Margatham's powers soon gain recognition, and the Pallava king seeks her guidance for an upcoming war with the Chalukyas, fueled by the Kabaligan clan chief's dark magic and animal sacrifices. She advises the Prince to gather intelligence by visiting the Chalukya kingdom. Before the war, the Kabaligan chief demanded a sacrifice of a virgin prince to appease the Gods. The Pallava prince is captured for the sacrifice, but the Chalukya princess, who has fallen in love with him, saves him by claiming they had consummated their love earlier, rendering the sacrifice invalid. The Kabaligan chief suggests marrying the princess to the Pallava prince, using the opportunity to loot the Pallava kingdom. After the marriage, the precious emerald lingam goes missing, and Maragatham helps find it, revealing that the Kabaligan chief is the thief. The chief challenges the Pallava prince to a duel, invoking Goddess Kali's powers. Despite the magical advantage, the Pallava prince, empowered by Goddess Kamakshi's blessings, overpowers and kills the Kabaligan soldier. However, Goddess Kali attempts to kill Maragatham by transforming into a cobra, but Maragatham creates bushes of Andrographis paniculata to use its snake-repellent properties to protect herself.

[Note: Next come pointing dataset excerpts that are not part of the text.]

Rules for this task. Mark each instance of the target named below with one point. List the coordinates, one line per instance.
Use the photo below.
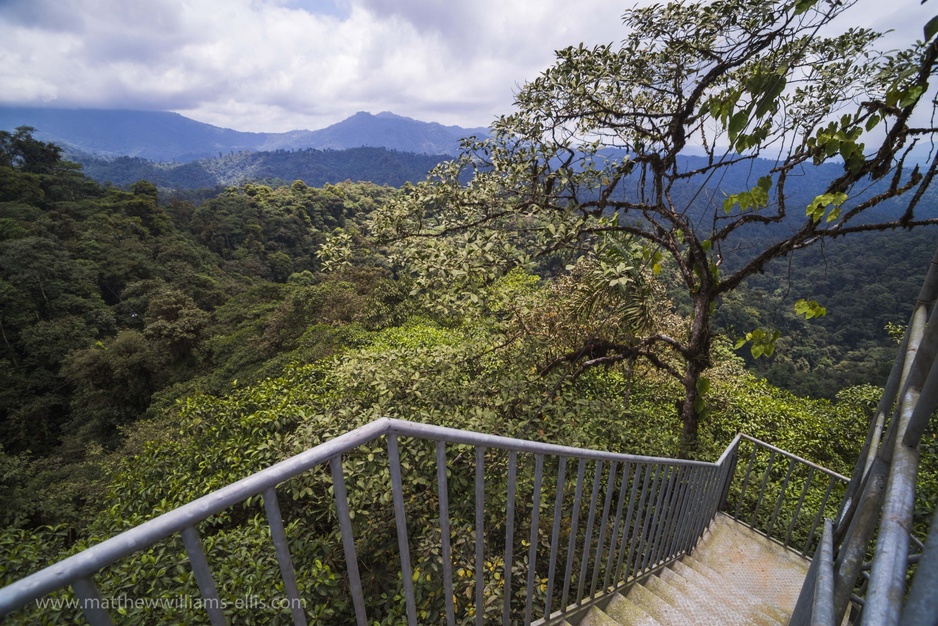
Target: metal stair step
(740, 600)
(657, 607)
(745, 598)
(721, 605)
(746, 561)
(627, 612)
(695, 612)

Ultimately, Goddess Kali realizes Maragatham's divine connection and turns against the Kabaligan chief, killing him as fate demands. The film concludes with everyone gathered around Maragatham, now revealed as the human form of Goddess Kamakshi.

== Soundtrack ==
The music was composed by K. S. Raghunathan.

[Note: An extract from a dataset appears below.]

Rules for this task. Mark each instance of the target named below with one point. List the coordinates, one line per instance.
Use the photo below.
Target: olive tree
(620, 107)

| Song | Singers | Lyrics | Length |
|---|---|---|---|
| "Vedhatthin Ucchi.... Unnai Kaana Vendum" | T. M. Soundararajan | A. Maruthakasi | 04:33 |
| "Om Sakthi Om" | Seerkazhi Govindarajan, S. C. Krishnan & T. L. Maharajan | A. Maruthakasi | 04:19 |
| "Manmathan Kai Karumbin" | Seerkazhi Govindarajan |  | 04:24 |
| "Ana Kana Ngana" | Vani Jairam |  | 02:06 |

== Critical reception ==
P. S. M. of Kalki praised the acting of cast, Gopalakrishnan's direction and concluded this film will attract women folk. Ananda Vikatan noted thought-provoking lyrics, cool colour photography, a star cluster mixed with fruit and freshness calling it a delicious treat. Naagai Dharuman of Anna praised the acting of the cast, Nagaich's trick photography, Raghunathan's music, Dutt's cinematography and Gopalakrishnan's direction.